The danger with having that kind of signature style is repetition and self-plagiarism. James Horner had a signature style and he’s been self-plagiarizing his old work for most of the last fifteen years. Newman, though, seems to relish in opportunities to experiment and expand his chosen path and since he just picked up a well-deserved Oscar nomination for Saving Mr. Banks, I would say it is an experiment that is still working very well.
In talking about John Williams, we talked about composers being attached to particular directors, much as the classical composers had patrons for which they did their work. Newman is most tightly associated with Frank Darabont, Andrew Stanton and Sam Mendes. His work on Mendes films has such an effect on the films that I cannot imagine Road to Perdition without his haunting and beautiful music underscoring scenes of horror in falling rain.

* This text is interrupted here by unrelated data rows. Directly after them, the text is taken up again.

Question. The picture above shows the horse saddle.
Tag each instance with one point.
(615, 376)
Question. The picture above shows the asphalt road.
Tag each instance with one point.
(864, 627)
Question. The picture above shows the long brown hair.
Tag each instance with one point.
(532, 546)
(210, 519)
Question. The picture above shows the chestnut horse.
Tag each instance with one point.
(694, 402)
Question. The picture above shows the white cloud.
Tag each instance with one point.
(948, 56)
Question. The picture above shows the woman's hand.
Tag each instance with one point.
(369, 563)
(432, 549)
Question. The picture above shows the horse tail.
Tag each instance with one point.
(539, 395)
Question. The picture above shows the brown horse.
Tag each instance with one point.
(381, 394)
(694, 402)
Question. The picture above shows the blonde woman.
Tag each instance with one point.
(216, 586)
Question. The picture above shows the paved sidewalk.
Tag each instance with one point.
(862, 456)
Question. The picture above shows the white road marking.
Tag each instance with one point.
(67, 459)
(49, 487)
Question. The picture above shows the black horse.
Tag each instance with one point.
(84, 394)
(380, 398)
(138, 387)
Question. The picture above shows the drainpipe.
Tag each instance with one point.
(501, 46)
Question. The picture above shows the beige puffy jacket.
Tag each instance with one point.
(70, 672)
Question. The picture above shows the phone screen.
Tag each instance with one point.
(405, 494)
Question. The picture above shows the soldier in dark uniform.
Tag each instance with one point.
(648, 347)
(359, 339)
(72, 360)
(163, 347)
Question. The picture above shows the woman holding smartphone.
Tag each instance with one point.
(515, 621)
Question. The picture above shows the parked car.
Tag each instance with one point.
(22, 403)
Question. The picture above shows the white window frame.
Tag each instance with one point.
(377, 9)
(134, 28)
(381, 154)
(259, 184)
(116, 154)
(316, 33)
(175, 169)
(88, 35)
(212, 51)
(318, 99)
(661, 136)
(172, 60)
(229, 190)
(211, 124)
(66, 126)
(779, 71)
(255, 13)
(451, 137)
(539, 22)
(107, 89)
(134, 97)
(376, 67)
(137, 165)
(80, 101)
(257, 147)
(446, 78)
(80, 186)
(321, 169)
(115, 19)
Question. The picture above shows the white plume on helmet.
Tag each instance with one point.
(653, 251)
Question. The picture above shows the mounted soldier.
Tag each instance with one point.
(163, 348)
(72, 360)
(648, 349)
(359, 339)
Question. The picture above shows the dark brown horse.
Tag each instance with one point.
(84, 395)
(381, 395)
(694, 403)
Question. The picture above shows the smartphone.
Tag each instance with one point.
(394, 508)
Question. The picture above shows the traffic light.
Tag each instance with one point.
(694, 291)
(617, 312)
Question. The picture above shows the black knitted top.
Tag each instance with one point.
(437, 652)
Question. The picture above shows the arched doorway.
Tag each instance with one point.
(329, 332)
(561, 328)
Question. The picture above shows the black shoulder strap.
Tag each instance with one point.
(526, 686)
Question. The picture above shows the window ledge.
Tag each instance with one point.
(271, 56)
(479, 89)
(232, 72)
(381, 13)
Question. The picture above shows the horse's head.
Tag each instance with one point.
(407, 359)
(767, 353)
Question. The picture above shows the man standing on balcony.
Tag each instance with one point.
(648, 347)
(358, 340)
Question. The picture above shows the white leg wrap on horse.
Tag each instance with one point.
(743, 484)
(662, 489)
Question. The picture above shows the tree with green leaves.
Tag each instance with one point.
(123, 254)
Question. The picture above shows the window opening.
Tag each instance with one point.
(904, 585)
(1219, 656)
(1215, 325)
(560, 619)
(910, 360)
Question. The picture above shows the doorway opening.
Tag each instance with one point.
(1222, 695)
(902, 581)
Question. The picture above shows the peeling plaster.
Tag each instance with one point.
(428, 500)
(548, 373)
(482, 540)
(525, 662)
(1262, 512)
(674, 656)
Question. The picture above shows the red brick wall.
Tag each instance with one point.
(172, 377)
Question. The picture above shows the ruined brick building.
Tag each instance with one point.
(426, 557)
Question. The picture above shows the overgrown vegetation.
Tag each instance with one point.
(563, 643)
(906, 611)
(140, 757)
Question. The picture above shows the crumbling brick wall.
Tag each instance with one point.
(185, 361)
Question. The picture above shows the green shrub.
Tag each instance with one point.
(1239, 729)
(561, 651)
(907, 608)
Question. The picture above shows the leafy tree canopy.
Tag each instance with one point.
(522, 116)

Behind Hans Zimmer and the MAESTRO (John Williams official KT honorific), Newman is my favorite contemporary composer (when Howard Shore is not making a Middle-earth film). Let’s look at the last ten films he’s scored.
NEWMAN’S LATEST TEN:
1. Saving Mr. Banks (2013)…………………..9.00
2. Side Effects (2013)……………………………..5.50
3. Skyfall (2012)……………………………………….9.50
4. The Iron Lady (2011)………………………….6.75
5. Best Exotic Marigold Hotel (2011)..7.25
6. The Help (2011)……………………………………7.50
7. The Adjustment Bureau (2011)……….9.25
8. The Debt (2010)……………………………………8.00
9. Brothers (2009)…………………………………….6.00
10. WALL-E (2008)………………………………….10.00
NEWMAN’S CURRENT AVERAGE: 7.875
A very solid current score (higher, actually, than John Williams). Any Newman score these days is likely to net you almost an eight and that’s consistent quality. The highlights of his current work are Saving Mr. Banks, The Adjustment Bureau and – nearly – the best score of his career in WALL-E. Let’s tally the ten best of that career. A quick note, composer scores are unique to the score not the movie. Many a great score has been in a crap movie and vice versa, so these scores are based on the quality of the music:
NEWMAN’S GREATEST TEN
1. Road to Perdition (2002)…………………….10.00
2. WALL-E (2008)……………………………………….10.00
3. Finding Nemo (2003)……………………………. 9.75
4. Cinderella Man (2005)………………………… 9.50
5. Skyfall (2012)…………………………………………. 9.50
6. The Adjustment Bureau (2011)………… 9.25
7. The Shawshank Redemption (1994)… 9.25
8. Lemony Snicket’s A Series of
Unfortunate Events (2004)……………………….9.25
9. Saving Mr. Banks (2013)………………………. 9.00
10. Scent of a Woman (1992) ………………….. 8.75
NEWMAN’S GREATEST AVERAGE: 9.425
You can’t do much better than that. If he wasn’t following Williams’ 10, that would be a daunting number for any composer to beat. Williams is the best composer of the 20th Century, so this is an outstanding number and one a lot of the actors and directors we’ve examined would be jealous of having. In fact, it’s the third-highest number we’ve had across any discipline.
Though he’s been scoring since the 1980’s, Newman’s skill and prominence have never been higher. He’s doing the best work of his career, and I can’t wait to hear what he has in store for us over the next few years. He’s officially attached to two future projects: the troubled Pixar film The Good Dinosaur and a unannounced Disney project releasing in 2018. Newman seems to becoming Disney’s composer of choice. Not bad work if you can get it.